We only consider peak that are strictly above a threshold. The threshold takes into account the background evaluation done in previous exercise (together with the dispersion). You will use this following threshold expression so as to clearly exclude the background :

threshold = background + 6.0 * dispersion

Warning

Do reuse the background and dispersion made from the orginal raw image, as done in the previosu exercise.

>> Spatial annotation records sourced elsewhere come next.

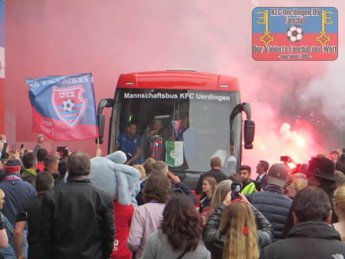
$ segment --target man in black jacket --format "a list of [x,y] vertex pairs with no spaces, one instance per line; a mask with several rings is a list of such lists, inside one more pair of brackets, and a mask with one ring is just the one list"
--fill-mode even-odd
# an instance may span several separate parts
[[69,177],[46,193],[39,234],[49,258],[108,258],[115,227],[112,198],[88,178],[90,162],[83,151],[67,161]]
[[195,187],[195,193],[199,195],[202,192],[202,181],[206,177],[212,177],[215,178],[217,183],[219,183],[224,180],[227,180],[228,177],[220,171],[221,167],[221,160],[219,157],[215,157],[211,159],[210,164],[211,170],[208,172],[204,173],[200,175],[199,181],[197,182],[197,186]]
[[268,220],[275,230],[274,241],[282,239],[283,230],[292,200],[283,192],[288,180],[288,169],[282,164],[273,164],[268,172],[268,185],[265,191],[254,193],[248,200]]
[[331,205],[324,191],[317,187],[301,190],[291,209],[295,226],[288,238],[265,247],[259,259],[344,258],[345,244],[328,224]]

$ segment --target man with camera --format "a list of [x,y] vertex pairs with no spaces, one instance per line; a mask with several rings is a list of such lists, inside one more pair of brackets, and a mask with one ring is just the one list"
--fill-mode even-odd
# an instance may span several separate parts
[[274,240],[283,238],[283,230],[292,200],[282,188],[288,180],[288,169],[282,164],[273,164],[267,173],[268,185],[264,191],[253,193],[248,200],[268,220],[275,230]]

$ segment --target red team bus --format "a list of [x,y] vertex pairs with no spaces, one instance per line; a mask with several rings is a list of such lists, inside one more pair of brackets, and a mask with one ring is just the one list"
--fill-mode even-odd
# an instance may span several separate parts
[[237,79],[229,76],[168,70],[121,75],[114,99],[98,106],[99,142],[103,142],[104,107],[111,107],[108,152],[129,122],[137,124],[141,155],[165,161],[169,171],[194,189],[211,157],[222,160],[222,171],[238,171],[241,164],[242,116],[245,148],[253,148],[255,124],[250,106],[241,103]]

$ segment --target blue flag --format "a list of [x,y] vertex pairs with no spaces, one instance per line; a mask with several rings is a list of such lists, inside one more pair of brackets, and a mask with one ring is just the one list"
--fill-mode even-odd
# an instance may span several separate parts
[[98,137],[91,74],[27,79],[32,131],[53,140]]

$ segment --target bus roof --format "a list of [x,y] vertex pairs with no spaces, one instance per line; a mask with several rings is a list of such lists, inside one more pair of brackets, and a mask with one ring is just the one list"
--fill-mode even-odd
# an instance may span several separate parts
[[178,70],[121,74],[117,87],[218,91],[239,90],[236,77]]

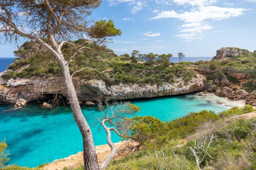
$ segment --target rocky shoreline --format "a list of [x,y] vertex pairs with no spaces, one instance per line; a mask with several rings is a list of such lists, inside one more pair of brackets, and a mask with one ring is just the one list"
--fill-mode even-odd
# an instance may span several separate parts
[[[4,73],[0,73],[0,77]],[[180,77],[175,78],[173,83],[163,82],[160,85],[120,83],[108,86],[101,80],[79,79],[75,82],[75,86],[78,87],[78,100],[84,102],[107,98],[120,100],[186,94],[202,91],[204,81],[203,76],[197,74],[196,77],[193,77],[186,83]],[[0,103],[14,103],[19,99],[30,101],[36,100],[39,93],[46,96],[56,94],[54,87],[60,82],[60,80],[57,77],[0,78]],[[58,93],[63,95],[68,101],[64,88],[58,89]]]

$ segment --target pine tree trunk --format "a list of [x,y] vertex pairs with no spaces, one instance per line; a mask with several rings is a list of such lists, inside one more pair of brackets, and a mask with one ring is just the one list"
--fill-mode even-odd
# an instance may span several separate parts
[[99,165],[92,131],[81,110],[76,93],[70,75],[68,66],[63,63],[60,64],[62,71],[64,84],[70,102],[73,117],[83,137],[85,169],[86,170],[97,170],[99,169]]

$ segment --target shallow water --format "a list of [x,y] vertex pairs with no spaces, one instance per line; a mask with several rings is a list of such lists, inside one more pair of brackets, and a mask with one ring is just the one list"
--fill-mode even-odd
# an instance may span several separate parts
[[[131,103],[140,107],[137,115],[150,115],[166,121],[192,112],[211,110],[217,113],[234,106],[231,103],[224,105],[205,101],[217,98],[222,100],[213,96],[186,95],[134,100]],[[0,105],[0,141],[6,139],[10,154],[9,164],[35,167],[82,151],[81,135],[70,107],[61,107],[53,113],[40,108],[41,104],[29,103],[16,109],[12,105]],[[90,118],[99,112],[94,107],[83,106],[82,109],[91,125],[95,120]],[[106,144],[105,133],[100,133],[98,126],[91,127],[95,145]],[[113,138],[115,142],[120,139],[116,136]]]

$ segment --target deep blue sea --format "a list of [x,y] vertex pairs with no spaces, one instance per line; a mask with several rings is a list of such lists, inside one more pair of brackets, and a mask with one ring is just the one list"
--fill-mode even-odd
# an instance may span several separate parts
[[0,73],[6,69],[7,67],[11,64],[15,58],[0,58]]
[[[0,58],[0,71],[4,70],[13,60]],[[5,63],[5,66],[3,63]],[[206,99],[205,97],[188,95],[138,99],[131,102],[141,108],[137,115],[150,115],[166,121],[191,112],[211,110],[217,113],[230,108],[205,101],[214,101],[215,97],[218,97],[211,96]],[[9,164],[35,167],[83,150],[82,136],[70,107],[61,106],[53,113],[51,110],[41,108],[41,105],[37,101],[31,102],[26,106],[14,109],[13,104],[0,104],[0,141],[6,139],[10,154]],[[98,127],[92,125],[95,120],[92,118],[100,113],[96,108],[83,106],[81,108],[91,126],[95,145],[107,144],[105,132],[100,133]],[[113,138],[115,142],[120,140],[116,136]]]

DO NOT compute new values from the concoluted images.

The image below illustrates the peak locations found for an image with 1 cluster:

_images/cluster05.png

For your image you will construct a list of all peaks.

For a first validation of the peaks you found, you can visually check in the displayed image if they roughly match the “spots” you see.

Signature

First, the number of peaks found in the image,

signature_fmt_12 = 'RESULT: peaks_number = {:d}'

Then, the value, column and row of the peak with greatest value (in the convoluted image) :

signature_fmt_13 = 'RESULT: peak_max_value = {:.0f}'
signature_fmt_14 = 'RESULT: peak_max_column = {:d}'
signature_fmt_15 = 'RESULT: peak_max_row = {:d}'

If you want to check your program with the common image common.fits, here is the expected signature:

RESULT: peaks_number = 118
RESULT: peak_max_value = 18508
RESULT: peak_max_column = 171
RESULT: peak_max_row = 111

Display#

In the application display.py, try to put a red dot or cross on the peaks of the convoluted image, and/or the original image.